By joining Herbalife, the largest nutrition company in the world, a Herbalife Distributor increases her/his chance of becoming a Millionaire to 1 in a 13,000. By getting ahead in the business and becoming a Work Team member my chances have increased to 1 in 500!!! How cool is that!
However, I am not stopping half way, I am going to the top. A President's Team member, who earns $40,000-50,000 per months in our business has a 1 in 6 chance of becoming a Millionaire.

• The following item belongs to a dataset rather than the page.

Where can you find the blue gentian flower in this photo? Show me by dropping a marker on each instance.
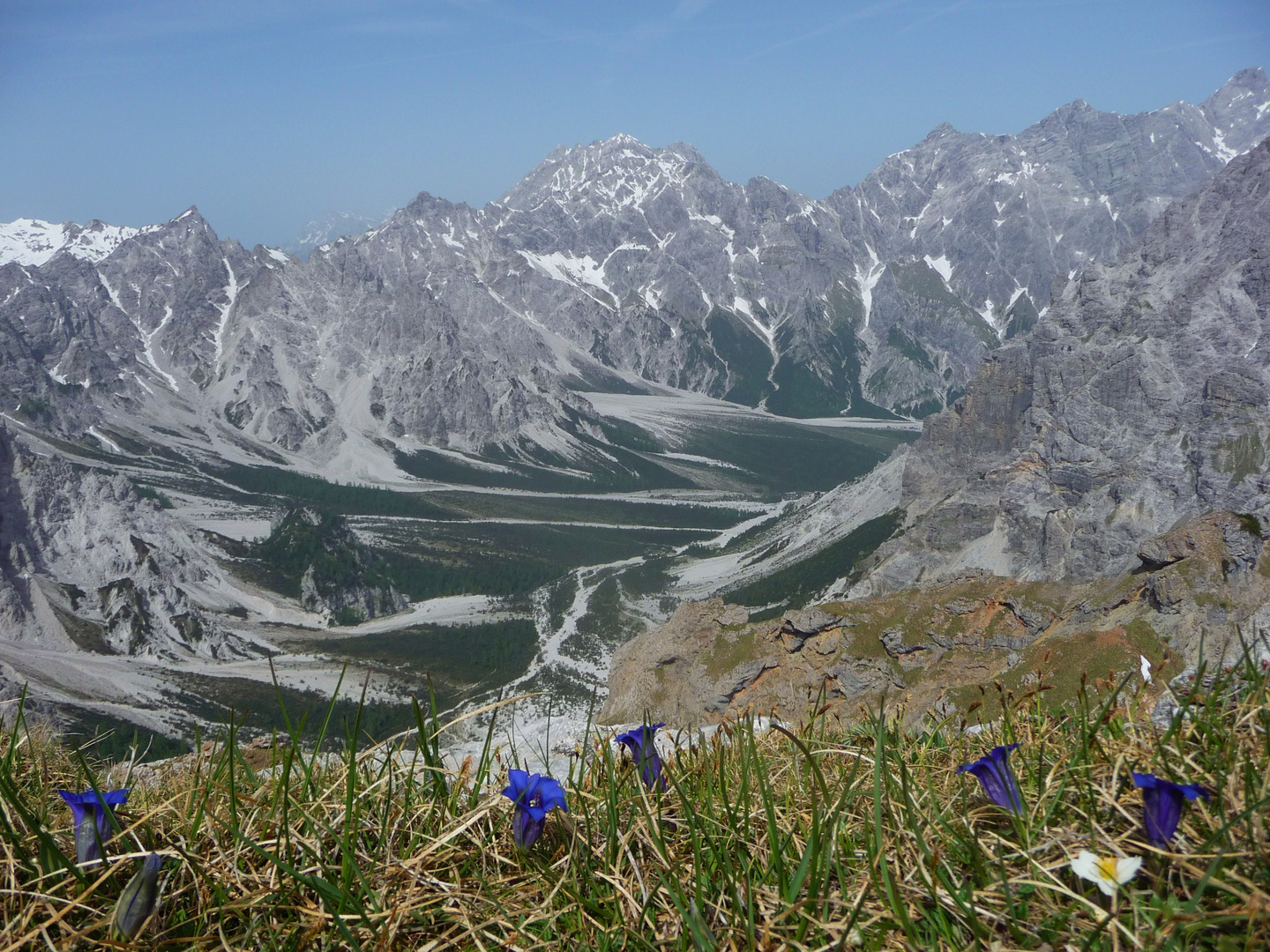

I will be one of them. 
What is your chance of becoming a Millionaire, live your life in freedom and doing great things with all that money and make a difference in the world? 
Why not give a chance to yourself at least and have a look? www.globalwork.biz

Jun 27, 2009

The Brains of Professional Musicians

"The brains of professional musicians have recently been found to have more grey matter than amateur and non-musicians in the three areas dealing with motor skills, auditory stimulation, and visual and spatial data. "
"it appears that the younger a child takes up music, the greater the development in the auditory cortex." 
"Anatomists today would be hard put to identify the brain of a visual artist, a writer, or a mathematician - but they could recognise the brain of a professional musician without a moment's hesitation."
I just wanted to share a few fascinating thoughts from the book I am reading. 
Life In His Hands, The true story of a Neurosurgeon (Dr Charlie Teo) and a Pianist (Aaaron McMillan) from pages 19-20. 
It is never too late to start learning music!